By Kyle Olson
MADISON – When students are pondering a “bill of rights” for themselves, one might expect to see a vending machine in the cafeteria or a longer lunch hour on the list of demands. You know, kids stuff.
But students affiliated with Youth Empowered in the Struggle (YES!) are apparently concerned about collective bargaining for their teachers. And their “Bill of Rights” reads more like a list of demand that might be put forth by a labor union.
For whatever reason, Wisconsin State superintendent Tony Evers recently called the document “reasonable” and “well thought out.”
EAGnews has produced a new video which sheds a little more light on the controversial student “Bill of Rights.”
Among the more outrageous demands in the Bill of Rights (and presumably approved by Evers) are:
- Students have a right to a school environment where all teachers and staff have the right to collectively bargain.
- Students have the right to a focused and peaceful environment through mutual respect between teachers and students. This should translate into equal power dynamics in the classroom…

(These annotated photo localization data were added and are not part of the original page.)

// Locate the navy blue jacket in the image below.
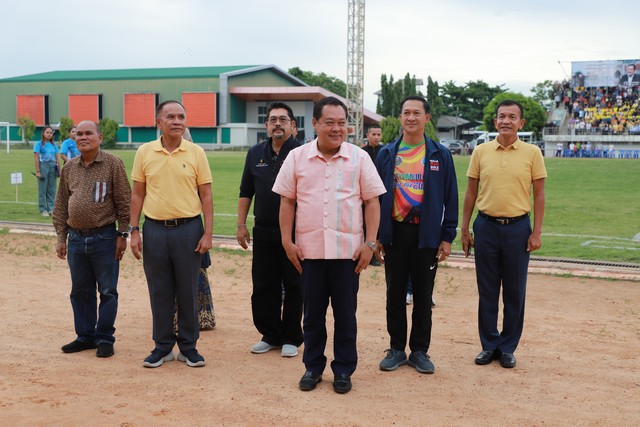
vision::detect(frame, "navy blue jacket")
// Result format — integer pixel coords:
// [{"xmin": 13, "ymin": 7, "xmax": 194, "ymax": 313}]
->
[
  {"xmin": 376, "ymin": 136, "xmax": 458, "ymax": 249},
  {"xmin": 239, "ymin": 136, "xmax": 300, "ymax": 228}
]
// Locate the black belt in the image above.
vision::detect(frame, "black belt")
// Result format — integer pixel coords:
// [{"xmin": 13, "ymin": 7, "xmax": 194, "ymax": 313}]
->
[
  {"xmin": 72, "ymin": 223, "xmax": 115, "ymax": 237},
  {"xmin": 145, "ymin": 215, "xmax": 200, "ymax": 227},
  {"xmin": 478, "ymin": 211, "xmax": 529, "ymax": 225}
]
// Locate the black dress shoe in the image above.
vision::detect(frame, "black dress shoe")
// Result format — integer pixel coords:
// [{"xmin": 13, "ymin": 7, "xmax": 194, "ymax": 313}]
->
[
  {"xmin": 500, "ymin": 353, "xmax": 516, "ymax": 368},
  {"xmin": 96, "ymin": 342, "xmax": 114, "ymax": 358},
  {"xmin": 474, "ymin": 350, "xmax": 495, "ymax": 365},
  {"xmin": 61, "ymin": 339, "xmax": 97, "ymax": 353},
  {"xmin": 333, "ymin": 374, "xmax": 352, "ymax": 394},
  {"xmin": 299, "ymin": 371, "xmax": 322, "ymax": 391}
]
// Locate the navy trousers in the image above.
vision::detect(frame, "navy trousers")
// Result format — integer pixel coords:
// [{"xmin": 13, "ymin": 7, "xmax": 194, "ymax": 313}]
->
[
  {"xmin": 301, "ymin": 259, "xmax": 359, "ymax": 376},
  {"xmin": 473, "ymin": 215, "xmax": 531, "ymax": 354}
]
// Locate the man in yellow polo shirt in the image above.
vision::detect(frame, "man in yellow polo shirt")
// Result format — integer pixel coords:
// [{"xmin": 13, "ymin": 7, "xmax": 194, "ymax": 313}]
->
[
  {"xmin": 130, "ymin": 100, "xmax": 213, "ymax": 368},
  {"xmin": 461, "ymin": 99, "xmax": 546, "ymax": 369}
]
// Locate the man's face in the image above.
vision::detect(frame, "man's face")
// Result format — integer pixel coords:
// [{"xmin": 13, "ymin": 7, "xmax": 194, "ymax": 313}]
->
[
  {"xmin": 494, "ymin": 104, "xmax": 525, "ymax": 139},
  {"xmin": 75, "ymin": 121, "xmax": 103, "ymax": 153},
  {"xmin": 366, "ymin": 127, "xmax": 382, "ymax": 146},
  {"xmin": 400, "ymin": 100, "xmax": 430, "ymax": 137},
  {"xmin": 265, "ymin": 108, "xmax": 293, "ymax": 142},
  {"xmin": 156, "ymin": 102, "xmax": 186, "ymax": 139},
  {"xmin": 627, "ymin": 65, "xmax": 636, "ymax": 76},
  {"xmin": 69, "ymin": 128, "xmax": 77, "ymax": 140},
  {"xmin": 312, "ymin": 104, "xmax": 347, "ymax": 149}
]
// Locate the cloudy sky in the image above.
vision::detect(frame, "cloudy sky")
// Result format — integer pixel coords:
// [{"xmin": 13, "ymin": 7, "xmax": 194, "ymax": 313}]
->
[{"xmin": 2, "ymin": 0, "xmax": 639, "ymax": 110}]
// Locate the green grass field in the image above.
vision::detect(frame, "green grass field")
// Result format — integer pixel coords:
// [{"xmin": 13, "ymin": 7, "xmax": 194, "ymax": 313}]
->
[{"xmin": 1, "ymin": 148, "xmax": 639, "ymax": 263}]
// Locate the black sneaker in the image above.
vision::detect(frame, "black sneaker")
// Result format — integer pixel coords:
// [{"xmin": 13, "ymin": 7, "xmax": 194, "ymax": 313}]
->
[
  {"xmin": 177, "ymin": 348, "xmax": 206, "ymax": 367},
  {"xmin": 96, "ymin": 342, "xmax": 114, "ymax": 358},
  {"xmin": 408, "ymin": 351, "xmax": 435, "ymax": 374},
  {"xmin": 61, "ymin": 339, "xmax": 97, "ymax": 353},
  {"xmin": 143, "ymin": 348, "xmax": 175, "ymax": 368},
  {"xmin": 379, "ymin": 348, "xmax": 408, "ymax": 371}
]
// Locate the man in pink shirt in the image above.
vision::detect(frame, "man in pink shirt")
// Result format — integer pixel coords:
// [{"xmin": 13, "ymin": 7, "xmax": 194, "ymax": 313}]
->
[{"xmin": 273, "ymin": 96, "xmax": 385, "ymax": 394}]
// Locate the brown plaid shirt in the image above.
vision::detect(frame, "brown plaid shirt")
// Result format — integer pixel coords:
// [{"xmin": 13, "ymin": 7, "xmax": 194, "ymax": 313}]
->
[{"xmin": 53, "ymin": 150, "xmax": 131, "ymax": 244}]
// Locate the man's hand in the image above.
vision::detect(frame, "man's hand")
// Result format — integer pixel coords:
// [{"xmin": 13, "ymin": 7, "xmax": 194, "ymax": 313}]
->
[
  {"xmin": 195, "ymin": 233, "xmax": 213, "ymax": 254},
  {"xmin": 283, "ymin": 240, "xmax": 304, "ymax": 273},
  {"xmin": 115, "ymin": 237, "xmax": 127, "ymax": 260},
  {"xmin": 436, "ymin": 241, "xmax": 451, "ymax": 263},
  {"xmin": 236, "ymin": 225, "xmax": 250, "ymax": 250},
  {"xmin": 527, "ymin": 232, "xmax": 542, "ymax": 252},
  {"xmin": 130, "ymin": 232, "xmax": 142, "ymax": 260},
  {"xmin": 56, "ymin": 241, "xmax": 67, "ymax": 260},
  {"xmin": 461, "ymin": 228, "xmax": 474, "ymax": 257},
  {"xmin": 353, "ymin": 243, "xmax": 374, "ymax": 273}
]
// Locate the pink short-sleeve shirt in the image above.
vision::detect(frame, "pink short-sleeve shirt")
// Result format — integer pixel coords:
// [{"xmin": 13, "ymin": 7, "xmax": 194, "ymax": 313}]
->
[{"xmin": 273, "ymin": 139, "xmax": 385, "ymax": 260}]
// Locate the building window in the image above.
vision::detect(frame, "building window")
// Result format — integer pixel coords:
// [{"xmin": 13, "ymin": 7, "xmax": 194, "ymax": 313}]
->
[
  {"xmin": 258, "ymin": 106, "xmax": 267, "ymax": 124},
  {"xmin": 257, "ymin": 131, "xmax": 268, "ymax": 143},
  {"xmin": 294, "ymin": 116, "xmax": 305, "ymax": 129}
]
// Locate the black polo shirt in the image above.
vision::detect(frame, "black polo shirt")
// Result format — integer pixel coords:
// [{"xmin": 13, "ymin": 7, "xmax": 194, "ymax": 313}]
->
[
  {"xmin": 239, "ymin": 136, "xmax": 300, "ymax": 228},
  {"xmin": 362, "ymin": 143, "xmax": 382, "ymax": 163}
]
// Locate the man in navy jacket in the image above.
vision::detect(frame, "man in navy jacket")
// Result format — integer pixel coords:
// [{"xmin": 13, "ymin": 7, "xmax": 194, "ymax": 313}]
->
[{"xmin": 375, "ymin": 96, "xmax": 458, "ymax": 375}]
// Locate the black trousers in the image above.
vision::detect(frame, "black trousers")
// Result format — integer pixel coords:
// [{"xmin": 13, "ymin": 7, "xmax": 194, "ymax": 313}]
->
[
  {"xmin": 301, "ymin": 259, "xmax": 359, "ymax": 376},
  {"xmin": 142, "ymin": 219, "xmax": 202, "ymax": 353},
  {"xmin": 384, "ymin": 222, "xmax": 438, "ymax": 353},
  {"xmin": 251, "ymin": 226, "xmax": 303, "ymax": 346}
]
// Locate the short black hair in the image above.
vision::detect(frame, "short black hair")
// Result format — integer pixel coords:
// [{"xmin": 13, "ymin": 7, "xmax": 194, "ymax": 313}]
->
[
  {"xmin": 626, "ymin": 63, "xmax": 636, "ymax": 71},
  {"xmin": 366, "ymin": 124, "xmax": 381, "ymax": 133},
  {"xmin": 495, "ymin": 99, "xmax": 524, "ymax": 119},
  {"xmin": 400, "ymin": 96, "xmax": 430, "ymax": 114},
  {"xmin": 156, "ymin": 100, "xmax": 185, "ymax": 117},
  {"xmin": 266, "ymin": 101, "xmax": 295, "ymax": 121},
  {"xmin": 313, "ymin": 96, "xmax": 348, "ymax": 120}
]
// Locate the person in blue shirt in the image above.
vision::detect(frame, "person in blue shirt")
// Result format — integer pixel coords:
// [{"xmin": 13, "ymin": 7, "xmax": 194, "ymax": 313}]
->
[
  {"xmin": 60, "ymin": 126, "xmax": 80, "ymax": 163},
  {"xmin": 33, "ymin": 126, "xmax": 60, "ymax": 216}
]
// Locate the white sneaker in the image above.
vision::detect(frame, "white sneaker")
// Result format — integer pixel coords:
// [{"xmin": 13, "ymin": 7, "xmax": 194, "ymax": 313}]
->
[
  {"xmin": 41, "ymin": 211, "xmax": 50, "ymax": 217},
  {"xmin": 251, "ymin": 340, "xmax": 279, "ymax": 354},
  {"xmin": 281, "ymin": 344, "xmax": 298, "ymax": 357},
  {"xmin": 406, "ymin": 293, "xmax": 413, "ymax": 305}
]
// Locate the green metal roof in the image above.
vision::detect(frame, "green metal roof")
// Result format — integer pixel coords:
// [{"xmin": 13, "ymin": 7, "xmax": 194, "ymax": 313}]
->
[{"xmin": 0, "ymin": 66, "xmax": 259, "ymax": 82}]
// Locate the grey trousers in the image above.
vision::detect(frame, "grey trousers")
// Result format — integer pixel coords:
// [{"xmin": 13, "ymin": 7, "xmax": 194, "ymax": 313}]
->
[{"xmin": 142, "ymin": 218, "xmax": 203, "ymax": 352}]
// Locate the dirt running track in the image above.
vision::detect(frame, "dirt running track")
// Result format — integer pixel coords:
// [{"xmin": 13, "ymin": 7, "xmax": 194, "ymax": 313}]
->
[{"xmin": 0, "ymin": 232, "xmax": 638, "ymax": 426}]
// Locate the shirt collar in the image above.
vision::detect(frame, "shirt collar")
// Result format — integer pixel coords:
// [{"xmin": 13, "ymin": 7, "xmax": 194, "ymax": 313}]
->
[
  {"xmin": 491, "ymin": 137, "xmax": 523, "ymax": 150},
  {"xmin": 307, "ymin": 138, "xmax": 350, "ymax": 159},
  {"xmin": 152, "ymin": 137, "xmax": 188, "ymax": 153}
]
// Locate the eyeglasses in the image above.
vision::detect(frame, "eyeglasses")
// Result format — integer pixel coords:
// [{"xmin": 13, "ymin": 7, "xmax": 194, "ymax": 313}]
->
[{"xmin": 267, "ymin": 116, "xmax": 291, "ymax": 124}]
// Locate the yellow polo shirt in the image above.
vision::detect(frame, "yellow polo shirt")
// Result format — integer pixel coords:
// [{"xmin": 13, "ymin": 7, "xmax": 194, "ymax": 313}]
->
[
  {"xmin": 467, "ymin": 138, "xmax": 547, "ymax": 217},
  {"xmin": 132, "ymin": 138, "xmax": 212, "ymax": 220}
]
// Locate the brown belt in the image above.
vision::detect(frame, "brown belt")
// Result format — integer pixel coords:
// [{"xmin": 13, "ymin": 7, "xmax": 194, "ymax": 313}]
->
[{"xmin": 144, "ymin": 215, "xmax": 200, "ymax": 227}]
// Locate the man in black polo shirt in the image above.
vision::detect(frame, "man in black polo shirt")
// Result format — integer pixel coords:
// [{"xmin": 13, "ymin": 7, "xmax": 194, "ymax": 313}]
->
[
  {"xmin": 361, "ymin": 124, "xmax": 383, "ymax": 163},
  {"xmin": 237, "ymin": 101, "xmax": 303, "ymax": 358}
]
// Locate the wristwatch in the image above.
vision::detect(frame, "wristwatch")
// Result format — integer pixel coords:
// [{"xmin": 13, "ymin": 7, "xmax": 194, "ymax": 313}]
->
[
  {"xmin": 129, "ymin": 225, "xmax": 140, "ymax": 233},
  {"xmin": 117, "ymin": 231, "xmax": 129, "ymax": 239},
  {"xmin": 365, "ymin": 240, "xmax": 377, "ymax": 250}
]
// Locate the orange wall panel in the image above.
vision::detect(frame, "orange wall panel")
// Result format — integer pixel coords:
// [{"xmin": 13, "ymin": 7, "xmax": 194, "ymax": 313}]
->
[
  {"xmin": 182, "ymin": 92, "xmax": 217, "ymax": 127},
  {"xmin": 68, "ymin": 94, "xmax": 100, "ymax": 124},
  {"xmin": 124, "ymin": 93, "xmax": 156, "ymax": 127},
  {"xmin": 16, "ymin": 95, "xmax": 45, "ymax": 125}
]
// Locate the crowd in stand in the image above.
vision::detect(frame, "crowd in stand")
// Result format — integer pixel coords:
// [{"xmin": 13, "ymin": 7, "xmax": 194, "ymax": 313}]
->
[{"xmin": 568, "ymin": 85, "xmax": 640, "ymax": 135}]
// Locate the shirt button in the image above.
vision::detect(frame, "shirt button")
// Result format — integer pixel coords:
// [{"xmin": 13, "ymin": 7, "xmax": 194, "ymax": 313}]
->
[
  {"xmin": 324, "ymin": 212, "xmax": 328, "ymax": 216},
  {"xmin": 324, "ymin": 225, "xmax": 328, "ymax": 230},
  {"xmin": 325, "ymin": 187, "xmax": 329, "ymax": 191},
  {"xmin": 325, "ymin": 174, "xmax": 330, "ymax": 178}
]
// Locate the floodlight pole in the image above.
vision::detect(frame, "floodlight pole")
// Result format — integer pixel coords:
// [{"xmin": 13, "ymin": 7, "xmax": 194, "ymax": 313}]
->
[{"xmin": 347, "ymin": 0, "xmax": 365, "ymax": 146}]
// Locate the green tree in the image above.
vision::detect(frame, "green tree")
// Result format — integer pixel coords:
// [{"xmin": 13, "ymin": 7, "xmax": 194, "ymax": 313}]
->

- Students who are in the process of learning English deserve access to their school’s curriculum with support in their native language.
- Schools must document the demographics of students who are reprimanded by police in school, suspended, or expelled, in order to track and protect against racial profiling.
- Students have the right to beneficial activities aimed at improving their self-esteem, physical well-being and overall person.
- Students who have plans to enter the work force should be provided with worker rights orientation…
It just so happens that YES! is led by several Wisconsin high school teachers with radical left-wing backgrounds. Chances are this document was produced through a lot of suggestions from them.
Why else would students even address collective bargaining privileges for teachers? That’s a union issue, in a state where the legislature recently curtailed collective bargaining activities in schools.
In any case, Students are free to produce whatever nutty, demanding or impractical “Bill of Rights” they choose. But state leaders should be cautious about giving credibility to such demands, unless, of course, they’re interested in putting the full weight of the state government into actually enacting them.
We just wonder, with Evers’ endorsement, whether other radical teachers will use other students to produce and demand attention for similar documents in the future.